Over coffee late morning, I glanced at the weather report on my phone and the forecast was showing a “snow event” for my area this week.  Well, after taking a quick look moments ago I saw that it’s now just replaced with a cloudy day.

I’ll happily take clouds over snow and ice!  I then pondered how much longer until spring makes its arrival.  The first day of spring is March 20, by the way.

It seems I’m already thinking of sandal weather.

I’m certain many of you turn to soup to chase away the winter chill (even if your winter chill is in the mid-fifties) and this is a nice soup recipe to do just that.

If you’ve not prepared lentils, they really are quite simple.  There’s no soaking and they cook up right along with the rest of this soup, making this one you could turn to during the week.

I used leftover turkey that I just fork-shredded, but chicken would be a suitable replacement or make this entirely vegetarian.

turkey and lentil soup

I garnished my soup with chopped flat leaf parsley and served a generous slice of French bread with each serving.  That’s one of the best parts of soup eating..the bread that accompanies your soup.

I’ll be back tomorrow with another Mondays on Main St. recipe for you to try this week.

Turkey and Lentil Soup

Ingredients

1 tbsp olive oil

3 garlic cloves, peeled and minced

2 celery ribs, diced

2 carrots, diced

1 yellow onion, chopped

1 16-ounce can whole tomatoes, chopped and juices reserved

1 bay leaf

1 cup brown or green lentils

6 fingerling potatoes, cut into 1/4-inch thick slices

2 cups cooked turkey, shredded

1 1/2 tsp kosher salt

1/2 tsp freshly ground black pepper

chopped flat leaf parsley (optional)

Method

In a Dutch oven, heat the oil over medium heat.  Add the onion, celery and carrots and cook, stirring occasionally until softened, about 7 minutes.

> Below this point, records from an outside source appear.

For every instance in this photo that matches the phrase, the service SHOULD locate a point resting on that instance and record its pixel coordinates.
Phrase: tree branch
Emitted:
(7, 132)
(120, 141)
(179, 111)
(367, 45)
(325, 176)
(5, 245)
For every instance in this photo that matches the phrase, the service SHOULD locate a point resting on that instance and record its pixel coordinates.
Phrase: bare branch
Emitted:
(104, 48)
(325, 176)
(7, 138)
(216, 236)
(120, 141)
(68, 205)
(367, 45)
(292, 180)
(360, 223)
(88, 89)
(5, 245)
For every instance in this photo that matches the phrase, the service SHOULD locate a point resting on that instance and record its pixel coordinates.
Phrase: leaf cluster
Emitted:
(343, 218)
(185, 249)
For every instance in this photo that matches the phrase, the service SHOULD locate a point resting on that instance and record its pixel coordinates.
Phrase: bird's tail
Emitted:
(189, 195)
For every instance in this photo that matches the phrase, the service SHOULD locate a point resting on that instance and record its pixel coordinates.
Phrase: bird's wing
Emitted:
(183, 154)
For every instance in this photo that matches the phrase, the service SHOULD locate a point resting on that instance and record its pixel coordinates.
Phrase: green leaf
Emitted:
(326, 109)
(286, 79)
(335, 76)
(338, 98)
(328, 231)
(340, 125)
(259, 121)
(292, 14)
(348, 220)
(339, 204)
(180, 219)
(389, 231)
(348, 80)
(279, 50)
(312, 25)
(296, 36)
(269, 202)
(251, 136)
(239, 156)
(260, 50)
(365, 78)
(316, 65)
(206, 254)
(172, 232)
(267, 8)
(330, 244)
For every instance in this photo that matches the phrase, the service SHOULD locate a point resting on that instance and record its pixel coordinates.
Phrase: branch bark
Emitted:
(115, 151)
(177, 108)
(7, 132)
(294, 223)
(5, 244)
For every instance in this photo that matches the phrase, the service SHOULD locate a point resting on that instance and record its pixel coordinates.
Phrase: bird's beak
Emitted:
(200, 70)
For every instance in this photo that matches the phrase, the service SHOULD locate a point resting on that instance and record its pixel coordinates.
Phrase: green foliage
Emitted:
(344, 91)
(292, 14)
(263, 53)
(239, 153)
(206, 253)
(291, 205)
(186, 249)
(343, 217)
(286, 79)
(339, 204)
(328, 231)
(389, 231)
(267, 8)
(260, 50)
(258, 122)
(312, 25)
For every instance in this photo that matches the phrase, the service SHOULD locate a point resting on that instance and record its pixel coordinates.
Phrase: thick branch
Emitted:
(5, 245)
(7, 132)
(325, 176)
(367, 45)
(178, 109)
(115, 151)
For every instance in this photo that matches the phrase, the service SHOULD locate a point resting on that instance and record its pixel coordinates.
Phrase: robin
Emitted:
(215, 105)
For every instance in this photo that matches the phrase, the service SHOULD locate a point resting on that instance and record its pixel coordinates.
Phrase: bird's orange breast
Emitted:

Add the minced garlic and cook for 2 minutes more, stirring constantly.  Add the tomatoes, bay leaf, lentils, 2 quarts of water, kosher salt and black pepper.  Raise heat and bring to a boil.   Reduce heat to low and cover pot, leaving lid slightly askew.  Stir occasionally while soup simmers for 1 hour.

Add the sliced potatoes and shredded turkey and cook for 10 minutes or until potatoes are tender.  Discard the bay leaf. Adjust seasonings and garnish with chopped parsley, if desired.